2) The Board has approved a change to the dividend policy of the
Limited-Term Income Fund. Effective October 1, 1996, dividends from the
Limited-Term Income Fund will be payable to shareholders of record as of
the close of business on the day on which they are declared.
3) The AMR Trust Board has approved the addition of South Korea as an
eligible country in which the International Equity Portfolio may invest.
4) The second complete paragraph on page 17 under "American AAdvantage
Limited-Term Income Fund" is replaced by the following:
Although investments will not be restricted by either maturity or
duration of the securities purchased, under normal circumstances, the
Portfolio will seek to maintain a dollar weighted average duration of
one to three years. Because the timing on return of principal for
both asset-backed and mortgage-backed securities is uncertain, in
calculating the average weighted duration of the Portfolio, the
duration of these securities may be based on certain industry
conventions. The Manager serves as the sole active investment adviser
to the Limited-Term Income Fund and its corresponding Portfolio.
5) The first paragraph under "Fund Advisory Agreements" on page 24 is
supplemented as follows:
At meetings held on March 26, 1996, the shareholders of the Balanced,
Growth and Income and International Equity Funds and the interest
holders of their respective Portfolios approved the adoption of a new
policy. This policy permits the Manager to enter into new or
modified advisory agreements with existing or new investment advisers
without approval of Trust Shareholders or AMR Trust interest holders,
but subject to approval of the Board and the AMR Trust Board.
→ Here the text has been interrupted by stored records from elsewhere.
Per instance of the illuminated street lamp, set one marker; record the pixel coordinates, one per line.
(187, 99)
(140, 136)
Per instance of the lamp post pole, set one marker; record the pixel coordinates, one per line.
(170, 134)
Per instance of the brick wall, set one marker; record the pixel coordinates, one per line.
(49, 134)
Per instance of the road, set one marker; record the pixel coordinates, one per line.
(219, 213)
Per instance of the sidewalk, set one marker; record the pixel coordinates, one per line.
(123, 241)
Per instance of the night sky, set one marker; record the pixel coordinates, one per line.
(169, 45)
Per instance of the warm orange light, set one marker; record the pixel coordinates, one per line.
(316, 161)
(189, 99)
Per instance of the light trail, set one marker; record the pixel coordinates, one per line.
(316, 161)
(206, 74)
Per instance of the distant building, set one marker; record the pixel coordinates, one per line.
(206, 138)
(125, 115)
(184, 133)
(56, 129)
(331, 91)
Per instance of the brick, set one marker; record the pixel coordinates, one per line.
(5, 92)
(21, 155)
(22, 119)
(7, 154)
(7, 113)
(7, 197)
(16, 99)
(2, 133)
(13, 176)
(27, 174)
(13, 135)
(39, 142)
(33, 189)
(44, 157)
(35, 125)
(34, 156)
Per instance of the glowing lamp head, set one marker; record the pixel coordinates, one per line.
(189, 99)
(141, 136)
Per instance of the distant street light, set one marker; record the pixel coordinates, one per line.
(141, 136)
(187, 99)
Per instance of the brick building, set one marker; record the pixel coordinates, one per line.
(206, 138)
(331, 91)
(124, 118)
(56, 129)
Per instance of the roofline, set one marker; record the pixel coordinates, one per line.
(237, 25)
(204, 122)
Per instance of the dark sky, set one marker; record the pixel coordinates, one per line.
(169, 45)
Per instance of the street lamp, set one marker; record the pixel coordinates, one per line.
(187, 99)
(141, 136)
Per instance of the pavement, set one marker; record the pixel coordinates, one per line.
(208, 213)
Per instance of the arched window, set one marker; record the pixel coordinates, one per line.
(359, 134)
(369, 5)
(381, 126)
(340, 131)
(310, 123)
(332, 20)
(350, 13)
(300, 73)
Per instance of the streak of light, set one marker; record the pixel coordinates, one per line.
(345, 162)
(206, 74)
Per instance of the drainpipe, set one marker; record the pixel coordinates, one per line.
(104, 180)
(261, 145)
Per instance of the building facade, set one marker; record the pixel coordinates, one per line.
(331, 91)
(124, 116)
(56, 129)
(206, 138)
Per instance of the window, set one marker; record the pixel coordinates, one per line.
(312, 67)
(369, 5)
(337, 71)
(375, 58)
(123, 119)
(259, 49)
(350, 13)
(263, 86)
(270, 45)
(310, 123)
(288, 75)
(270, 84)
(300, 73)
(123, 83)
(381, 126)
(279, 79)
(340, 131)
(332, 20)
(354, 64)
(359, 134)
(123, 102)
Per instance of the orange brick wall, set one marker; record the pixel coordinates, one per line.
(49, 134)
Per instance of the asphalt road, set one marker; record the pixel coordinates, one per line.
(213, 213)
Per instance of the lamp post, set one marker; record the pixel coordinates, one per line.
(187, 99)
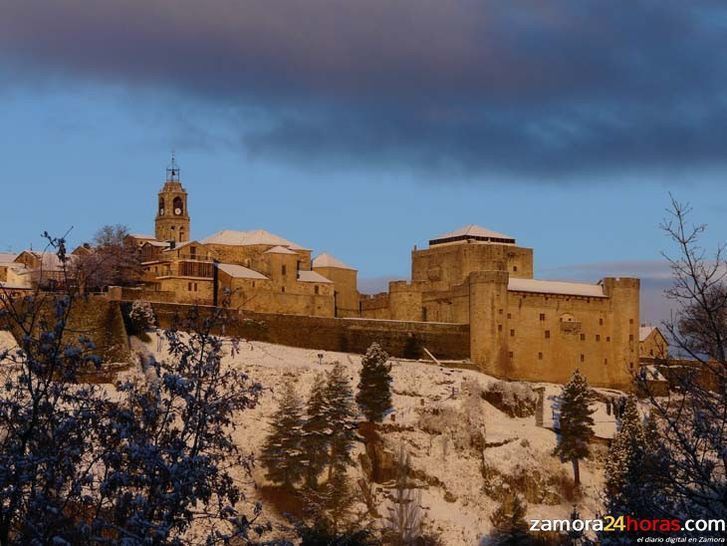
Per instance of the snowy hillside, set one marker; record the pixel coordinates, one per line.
(435, 409)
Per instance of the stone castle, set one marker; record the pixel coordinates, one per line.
(519, 327)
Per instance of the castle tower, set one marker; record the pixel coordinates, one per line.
(172, 220)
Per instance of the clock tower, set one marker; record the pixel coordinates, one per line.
(172, 221)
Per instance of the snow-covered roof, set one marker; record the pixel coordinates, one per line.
(177, 246)
(245, 238)
(311, 276)
(556, 287)
(162, 244)
(240, 272)
(473, 232)
(326, 260)
(7, 258)
(279, 250)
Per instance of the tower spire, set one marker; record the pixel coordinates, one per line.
(173, 169)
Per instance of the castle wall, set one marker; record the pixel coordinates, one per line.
(444, 266)
(375, 306)
(445, 341)
(544, 337)
(345, 286)
(261, 295)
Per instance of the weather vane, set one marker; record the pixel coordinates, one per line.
(173, 169)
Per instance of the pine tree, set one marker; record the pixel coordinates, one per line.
(633, 471)
(316, 433)
(341, 417)
(508, 522)
(374, 388)
(282, 453)
(576, 423)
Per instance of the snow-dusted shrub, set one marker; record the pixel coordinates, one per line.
(142, 316)
(464, 426)
(515, 399)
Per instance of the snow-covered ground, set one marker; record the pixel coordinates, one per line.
(454, 492)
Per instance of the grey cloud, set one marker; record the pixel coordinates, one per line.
(528, 88)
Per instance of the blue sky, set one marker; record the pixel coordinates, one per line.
(347, 133)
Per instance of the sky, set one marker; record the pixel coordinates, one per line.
(363, 128)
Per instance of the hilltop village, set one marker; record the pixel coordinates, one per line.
(518, 327)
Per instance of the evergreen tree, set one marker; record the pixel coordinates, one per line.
(374, 388)
(508, 522)
(576, 423)
(316, 433)
(282, 453)
(341, 417)
(632, 471)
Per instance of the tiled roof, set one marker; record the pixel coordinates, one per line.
(240, 272)
(311, 276)
(556, 287)
(245, 238)
(326, 260)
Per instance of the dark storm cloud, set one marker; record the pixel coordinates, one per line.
(524, 87)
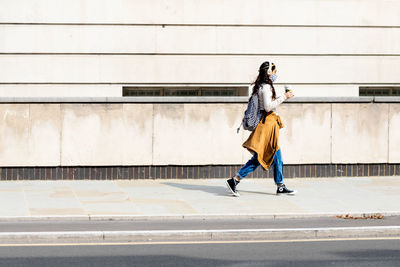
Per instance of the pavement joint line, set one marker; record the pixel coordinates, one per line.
(195, 242)
(102, 233)
(115, 217)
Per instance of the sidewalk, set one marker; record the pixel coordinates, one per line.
(205, 198)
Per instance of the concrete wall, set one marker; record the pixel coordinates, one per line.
(103, 134)
(94, 47)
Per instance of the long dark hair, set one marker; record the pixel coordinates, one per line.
(263, 77)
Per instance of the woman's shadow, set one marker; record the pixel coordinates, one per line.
(221, 190)
(215, 190)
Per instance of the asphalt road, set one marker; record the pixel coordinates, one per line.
(287, 253)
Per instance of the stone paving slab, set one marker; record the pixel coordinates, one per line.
(204, 197)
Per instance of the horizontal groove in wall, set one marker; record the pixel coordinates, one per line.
(200, 24)
(186, 84)
(193, 172)
(194, 54)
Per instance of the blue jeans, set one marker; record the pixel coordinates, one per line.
(253, 163)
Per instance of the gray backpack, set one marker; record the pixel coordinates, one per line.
(252, 115)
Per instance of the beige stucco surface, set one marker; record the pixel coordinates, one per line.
(192, 134)
(360, 133)
(394, 133)
(306, 135)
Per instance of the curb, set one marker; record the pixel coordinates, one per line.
(188, 217)
(201, 235)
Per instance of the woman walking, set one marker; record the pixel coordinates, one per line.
(263, 141)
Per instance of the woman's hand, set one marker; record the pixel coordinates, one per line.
(288, 94)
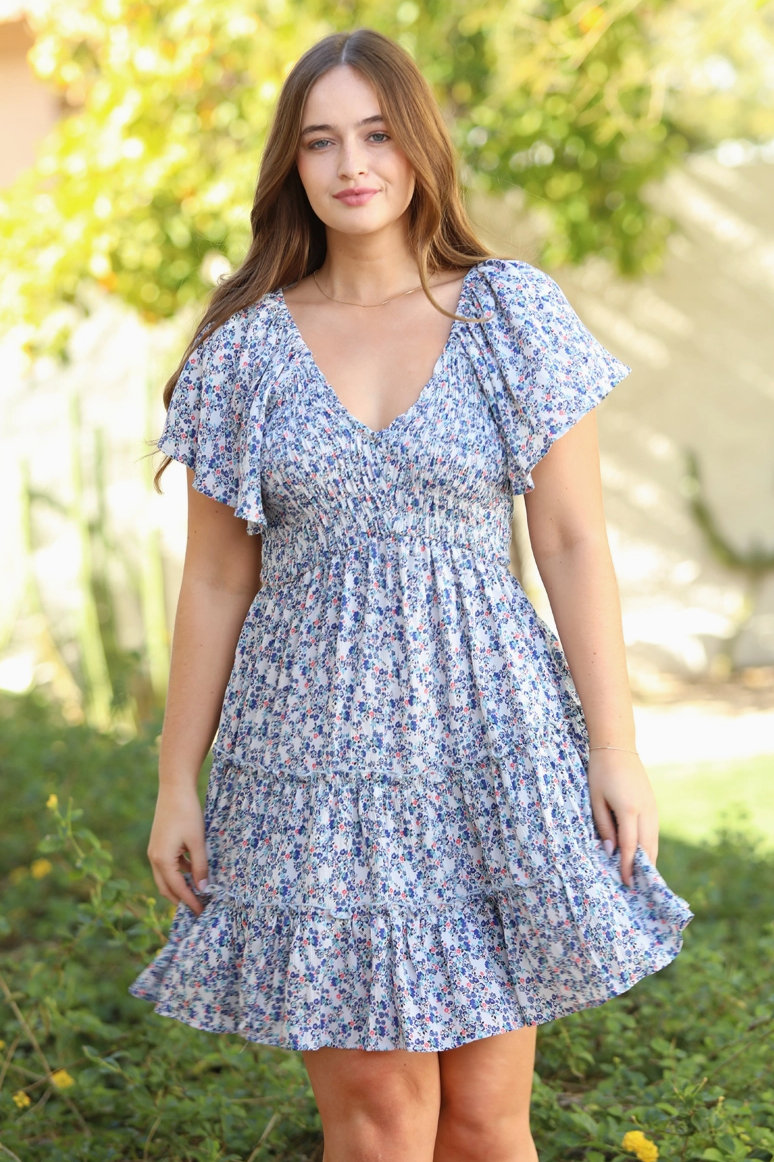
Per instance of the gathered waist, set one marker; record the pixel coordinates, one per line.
(293, 550)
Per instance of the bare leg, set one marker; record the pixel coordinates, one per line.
(375, 1106)
(485, 1100)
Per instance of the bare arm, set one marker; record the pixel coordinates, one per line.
(221, 576)
(568, 537)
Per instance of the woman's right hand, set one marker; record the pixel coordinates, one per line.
(177, 845)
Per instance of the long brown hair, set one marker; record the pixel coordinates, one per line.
(288, 239)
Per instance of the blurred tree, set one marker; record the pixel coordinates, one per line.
(145, 186)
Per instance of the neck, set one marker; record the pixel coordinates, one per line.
(368, 269)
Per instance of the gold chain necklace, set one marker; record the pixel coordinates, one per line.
(346, 303)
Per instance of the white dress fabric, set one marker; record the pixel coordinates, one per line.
(400, 840)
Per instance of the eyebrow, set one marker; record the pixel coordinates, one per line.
(317, 129)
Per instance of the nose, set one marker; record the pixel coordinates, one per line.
(352, 160)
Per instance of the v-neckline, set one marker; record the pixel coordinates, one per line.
(373, 432)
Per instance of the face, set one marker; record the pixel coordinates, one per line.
(356, 177)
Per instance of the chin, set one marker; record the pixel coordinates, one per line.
(353, 222)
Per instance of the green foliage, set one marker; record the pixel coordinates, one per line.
(683, 1058)
(145, 186)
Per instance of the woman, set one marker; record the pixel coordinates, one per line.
(423, 836)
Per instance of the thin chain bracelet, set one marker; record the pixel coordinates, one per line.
(625, 750)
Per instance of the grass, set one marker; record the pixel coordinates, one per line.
(683, 1058)
(696, 800)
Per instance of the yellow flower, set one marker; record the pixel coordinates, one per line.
(636, 1142)
(62, 1078)
(40, 868)
(590, 19)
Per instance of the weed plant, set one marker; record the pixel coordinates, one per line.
(679, 1068)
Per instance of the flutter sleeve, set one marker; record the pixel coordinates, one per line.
(549, 368)
(214, 423)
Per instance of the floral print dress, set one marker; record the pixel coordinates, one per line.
(400, 840)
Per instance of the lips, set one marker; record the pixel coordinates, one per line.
(357, 195)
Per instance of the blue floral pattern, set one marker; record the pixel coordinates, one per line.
(401, 846)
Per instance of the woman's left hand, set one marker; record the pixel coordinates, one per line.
(623, 805)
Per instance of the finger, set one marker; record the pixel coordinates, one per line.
(199, 870)
(649, 836)
(177, 888)
(164, 888)
(628, 845)
(604, 824)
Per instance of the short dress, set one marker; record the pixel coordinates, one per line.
(401, 847)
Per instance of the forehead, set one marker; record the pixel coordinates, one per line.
(342, 94)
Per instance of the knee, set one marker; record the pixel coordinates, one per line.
(471, 1135)
(392, 1119)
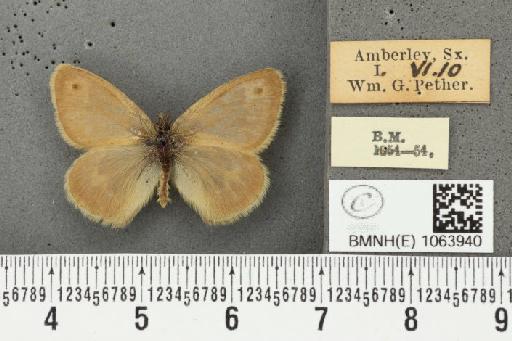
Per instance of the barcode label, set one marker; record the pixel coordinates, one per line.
(411, 216)
(458, 208)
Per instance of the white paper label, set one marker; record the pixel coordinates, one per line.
(411, 216)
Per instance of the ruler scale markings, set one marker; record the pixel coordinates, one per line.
(223, 271)
(33, 271)
(278, 270)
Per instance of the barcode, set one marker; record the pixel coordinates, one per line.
(458, 208)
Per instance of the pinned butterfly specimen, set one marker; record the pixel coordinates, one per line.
(209, 154)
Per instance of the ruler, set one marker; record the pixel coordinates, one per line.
(255, 297)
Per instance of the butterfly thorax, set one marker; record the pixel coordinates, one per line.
(167, 145)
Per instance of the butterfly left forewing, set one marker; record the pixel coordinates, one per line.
(111, 184)
(242, 114)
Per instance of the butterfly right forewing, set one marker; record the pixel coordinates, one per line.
(218, 171)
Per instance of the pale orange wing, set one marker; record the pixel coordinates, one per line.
(242, 114)
(111, 184)
(222, 185)
(218, 172)
(91, 112)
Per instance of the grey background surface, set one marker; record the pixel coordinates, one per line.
(480, 135)
(164, 55)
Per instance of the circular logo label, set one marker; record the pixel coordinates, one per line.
(362, 201)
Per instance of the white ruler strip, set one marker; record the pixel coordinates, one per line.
(254, 297)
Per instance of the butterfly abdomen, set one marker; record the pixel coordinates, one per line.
(167, 145)
(163, 189)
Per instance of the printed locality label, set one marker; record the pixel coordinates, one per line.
(390, 142)
(411, 216)
(391, 71)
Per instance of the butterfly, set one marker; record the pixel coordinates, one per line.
(209, 154)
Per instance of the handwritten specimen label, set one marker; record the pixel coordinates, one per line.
(390, 142)
(393, 71)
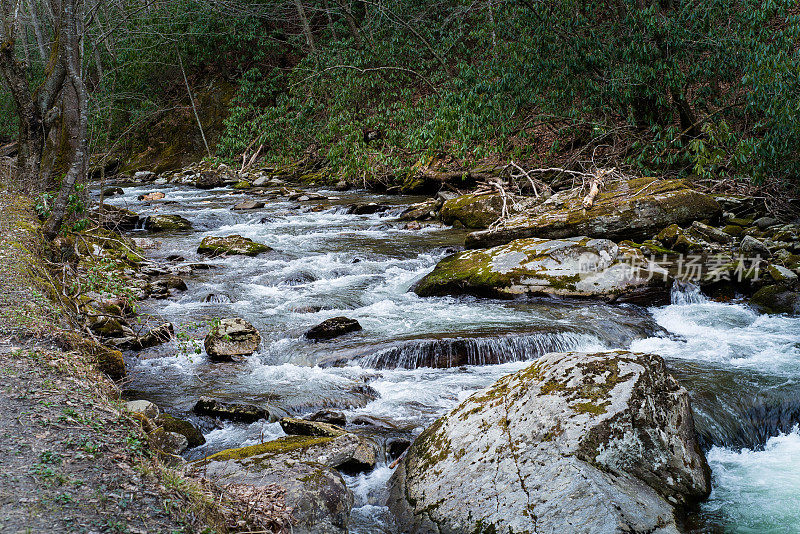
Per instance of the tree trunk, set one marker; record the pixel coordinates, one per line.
(77, 169)
(301, 13)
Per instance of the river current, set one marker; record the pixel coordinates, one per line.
(425, 355)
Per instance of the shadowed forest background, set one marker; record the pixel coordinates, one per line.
(369, 89)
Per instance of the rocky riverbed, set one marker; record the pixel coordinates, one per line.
(288, 263)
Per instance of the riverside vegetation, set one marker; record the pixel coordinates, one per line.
(399, 268)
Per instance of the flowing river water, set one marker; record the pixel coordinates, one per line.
(422, 356)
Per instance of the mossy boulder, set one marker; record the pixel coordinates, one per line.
(107, 359)
(578, 267)
(630, 209)
(194, 437)
(576, 442)
(116, 218)
(244, 413)
(473, 211)
(777, 298)
(304, 466)
(163, 223)
(231, 337)
(231, 245)
(170, 443)
(303, 427)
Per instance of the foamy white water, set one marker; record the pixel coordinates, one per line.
(758, 491)
(328, 263)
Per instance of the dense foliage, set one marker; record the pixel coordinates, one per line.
(705, 87)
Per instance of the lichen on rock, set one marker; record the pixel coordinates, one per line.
(610, 433)
(579, 267)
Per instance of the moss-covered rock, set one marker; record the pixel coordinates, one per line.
(632, 209)
(172, 424)
(304, 466)
(302, 427)
(579, 266)
(777, 298)
(108, 360)
(611, 434)
(231, 245)
(473, 211)
(162, 223)
(231, 337)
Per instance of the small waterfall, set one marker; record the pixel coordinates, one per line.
(686, 293)
(455, 352)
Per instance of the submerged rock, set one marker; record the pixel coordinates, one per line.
(231, 337)
(334, 327)
(777, 298)
(579, 267)
(632, 209)
(144, 407)
(333, 417)
(209, 180)
(168, 442)
(155, 195)
(116, 218)
(163, 223)
(574, 443)
(304, 466)
(304, 427)
(231, 245)
(245, 413)
(248, 205)
(194, 437)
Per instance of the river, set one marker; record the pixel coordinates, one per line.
(424, 355)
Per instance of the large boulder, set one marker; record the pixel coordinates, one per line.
(305, 467)
(231, 337)
(231, 245)
(116, 218)
(576, 442)
(473, 211)
(578, 267)
(162, 223)
(632, 209)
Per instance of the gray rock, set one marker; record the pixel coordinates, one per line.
(304, 466)
(161, 223)
(332, 417)
(577, 442)
(248, 205)
(303, 427)
(331, 328)
(231, 337)
(752, 246)
(579, 267)
(194, 437)
(231, 245)
(168, 442)
(144, 176)
(711, 233)
(765, 222)
(245, 413)
(146, 408)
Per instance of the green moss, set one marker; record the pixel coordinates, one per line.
(278, 446)
(590, 407)
(733, 230)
On
June 25, 1996, the Securities and Exchange Commission issued an
exemptive order which permits the adoption of this policy, subject to
compliance with certain conditions. Accordingly, the Manager intends
to rely upon this policy in connection with future decisions to enter
into new or modified advisory agreements with existing or new
investment advisers.
6)The applicable disclosures on pages 26-29 are supplemented as
follows:
Brandywine Asset Management, Inc., ("Brandywine") and Boatmen's Trust
Company ("Boatmen's") have been approved as additional advisers to
the Balanced Portfolio and the Growth and Income Portfolio and Rowe
Price-Fleming International, Inc. ("Fleming") has been approved as an
additional adviser to the International Equity Fund. The Manager
does not currently intend to allocate assets to Boatmen's or Fleming.
Effective April 1, 1996, the Manager allocated the assets of the
Balanced Portfolio and the Growth and Income Portfolio that were
previously managed by Capital Guardian Trust Company to Brandywine
and the other advisers to those Portfolios.
7)The fee schedule for Brandywine on page 26 is as follows:
The Manager pays Brandywine an annualized fee equal to .225% of
assets in the Balanced Portfolio and .25% of assets in the Growth and
Income Portfolio of the first $500 million of assets under its
discretionary management; .225% of the next $100 million on all
assets and .20% on all excess assets of these portfolios.